Thursday, March 12, 2015

Sodium Salts Detected in Enceladus' Plumes Demonstrates Ongoing Hydrothermal Activities (and Ganymede has an Ocean, too)


Ongoing hydrothermal activities within Enceladus

Authors:

Hsu et al

Abstract:

Detection of sodium-salt-rich ice grains emitted from the plume of the Saturnian moon Enceladus suggests that the grains formed as frozen droplets from a liquid water reservoir that is, or has been, in contact with rock. Gravitational field measurements suggest a regional south polar subsurface ocean of about 10 kilometres thickness located beneath an ice crust 30 to 40 kilometres thick. These findings imply rock–water interactions in regions surrounding the core of Enceladus. The resulting chemical ‘footprints’ are expected to be preserved in the liquid and subsequently transported upwards to the near-surface plume sources, where they eventually would be ejected and could be measured by a spacecraft.

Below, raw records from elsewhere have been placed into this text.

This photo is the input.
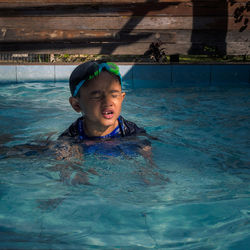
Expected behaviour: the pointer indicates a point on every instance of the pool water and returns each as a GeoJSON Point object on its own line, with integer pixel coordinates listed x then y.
{"type": "Point", "coordinates": [194, 196]}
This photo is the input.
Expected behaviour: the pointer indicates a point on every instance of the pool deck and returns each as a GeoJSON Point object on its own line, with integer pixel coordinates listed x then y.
{"type": "Point", "coordinates": [140, 75]}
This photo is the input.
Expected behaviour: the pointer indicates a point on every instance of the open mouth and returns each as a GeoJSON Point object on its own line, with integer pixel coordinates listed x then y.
{"type": "Point", "coordinates": [108, 114]}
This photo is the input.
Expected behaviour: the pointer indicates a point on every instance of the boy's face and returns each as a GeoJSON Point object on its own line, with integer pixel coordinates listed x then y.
{"type": "Point", "coordinates": [100, 100]}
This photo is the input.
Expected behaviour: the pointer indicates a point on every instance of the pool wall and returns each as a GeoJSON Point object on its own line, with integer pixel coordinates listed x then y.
{"type": "Point", "coordinates": [138, 76]}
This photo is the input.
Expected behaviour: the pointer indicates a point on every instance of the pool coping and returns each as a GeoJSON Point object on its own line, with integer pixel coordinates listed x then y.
{"type": "Point", "coordinates": [138, 75]}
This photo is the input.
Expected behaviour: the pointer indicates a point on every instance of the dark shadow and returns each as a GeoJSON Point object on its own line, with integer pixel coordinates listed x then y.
{"type": "Point", "coordinates": [209, 35]}
{"type": "Point", "coordinates": [124, 36]}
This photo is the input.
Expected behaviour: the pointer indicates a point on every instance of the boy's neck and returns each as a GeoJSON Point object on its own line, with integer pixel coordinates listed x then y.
{"type": "Point", "coordinates": [91, 130]}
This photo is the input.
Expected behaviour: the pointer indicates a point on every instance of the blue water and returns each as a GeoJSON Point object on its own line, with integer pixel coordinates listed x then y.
{"type": "Point", "coordinates": [195, 195]}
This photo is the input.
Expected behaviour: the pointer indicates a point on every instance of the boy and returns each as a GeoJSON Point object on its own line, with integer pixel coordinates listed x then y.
{"type": "Point", "coordinates": [96, 89]}
{"type": "Point", "coordinates": [96, 93]}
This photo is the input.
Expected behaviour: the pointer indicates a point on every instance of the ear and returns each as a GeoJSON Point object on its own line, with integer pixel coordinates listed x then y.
{"type": "Point", "coordinates": [74, 102]}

Here we report an analysis of silicon-rich, nanometre-sized dust particles (so-called stream particles) that stand out from the water-ice-dominated objects characteristic of Saturn. We interpret these grains as nanometre-sized SiO2 (silica) particles, initially embedded in icy grains emitted from Enceladus’ subsurface waters and released by sputter erosion in Saturn’s E ring. The composition and the limited size range (2 to 8 nanometres in radius) of stream particles indicate ongoing high-temperature (less than 90 °C) hydrothermal reactions associated with global-scale geothermal activity that quickly transports hydrothermal products from the ocean floor at a depth of at least 40 kilometres up to the plume of Enceladus.

To go with, NASA confirms subsurface ocean on Ganymede, too.